Storytime with the Tuskaar though? Now that’s the ticket. I got about a billion options for games if all I wanna do is chosen hero stuff. But very, very few if I actually want to get to know the societies, people and places in this land.

That’s where WoW succeeds in storytelling. And it’s been lacking extremely in that department until DF precisely because it was side stuff.

This doesn’t feel like that. There’s just stuff. Some more grand and cinematic, some more cozy and intimate but the game’s not railroading you. Do whatever you want.

2 Likes

See but WoW has always been doing that. Even with their more focus on trying to tell a coherent story, they actually do a terrible job railroading you into that story.

The leveling content of BFA for example doesn’t require any of the big Fourth War plot that it was supposed to hinge on, and it really barely connected to the Old God plot that just bust through the wall like the Kool-Aid man.

Dragonflight does have a coherent narrative though, and more than enough ways to jump into it, but this time also provides more than enough places to jump off the train and get side tracked, which is a fun change of pace.

3 Likes

DF is not a very ‘warcraft’ warcraft story, imo. Thats not necessarily good or bad. But I think it has a lot of the same consistency issues and world-building holes that BfA and SL had.
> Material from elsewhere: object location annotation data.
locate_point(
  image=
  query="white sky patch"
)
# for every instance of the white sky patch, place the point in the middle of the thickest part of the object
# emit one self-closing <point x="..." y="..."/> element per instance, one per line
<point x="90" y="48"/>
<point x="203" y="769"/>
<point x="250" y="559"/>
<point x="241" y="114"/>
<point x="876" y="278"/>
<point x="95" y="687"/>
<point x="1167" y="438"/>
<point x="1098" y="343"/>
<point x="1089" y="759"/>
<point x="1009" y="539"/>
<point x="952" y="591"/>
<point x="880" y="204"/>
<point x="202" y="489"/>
But unlike BfA and SL, it doesnt affect something we actually play or the entire universe.

Other MMOs have figured out how to tell good stories through an MMO platform. Given WoWs identity is ‘taking from other MMOs and trying to make our own spin on it’ I don’t think you can really justify them not trying to do the same with narrative effort. Borrow the flight, crafting and world content of other MMOs and we praise them, why would we not push them to look to other MMOs that succeed in storytelling and try to understand why they can manage it?

5 Likes

The best thing I think WoW could take, personally, would be to actually lock our characters as actual characters.

Right now, you are a nameless, faceless, nobody who has somehow killed more gods than the stars. But narratively, you are a nothing.

Give our characters a static NPC party which they interact with throughout the game, through multiple expansions and such. Give them a connection to the game world beyond what race/class you picked at the character select screen.

Then from there you’ll be able to construct a narrative with some actual focus.

And I say this acknowledging that this is not WoW’s wheelhouse, so it’s unlikely they could do this, and even if they could I doubt it’ll go over well.

3 Likes

I think WoW would struggle with that a ton because it cant make meaningful player choice. There are many things I as a Druid would never do- and to be blunt, blizzards characters do things they’d never do either, even in this xpac lol.

1 Like

I avoided mentioning it but I would also move towards restricting player choice in such situations. It’s not like we have that much choice now anyway, aside a few dialogue options.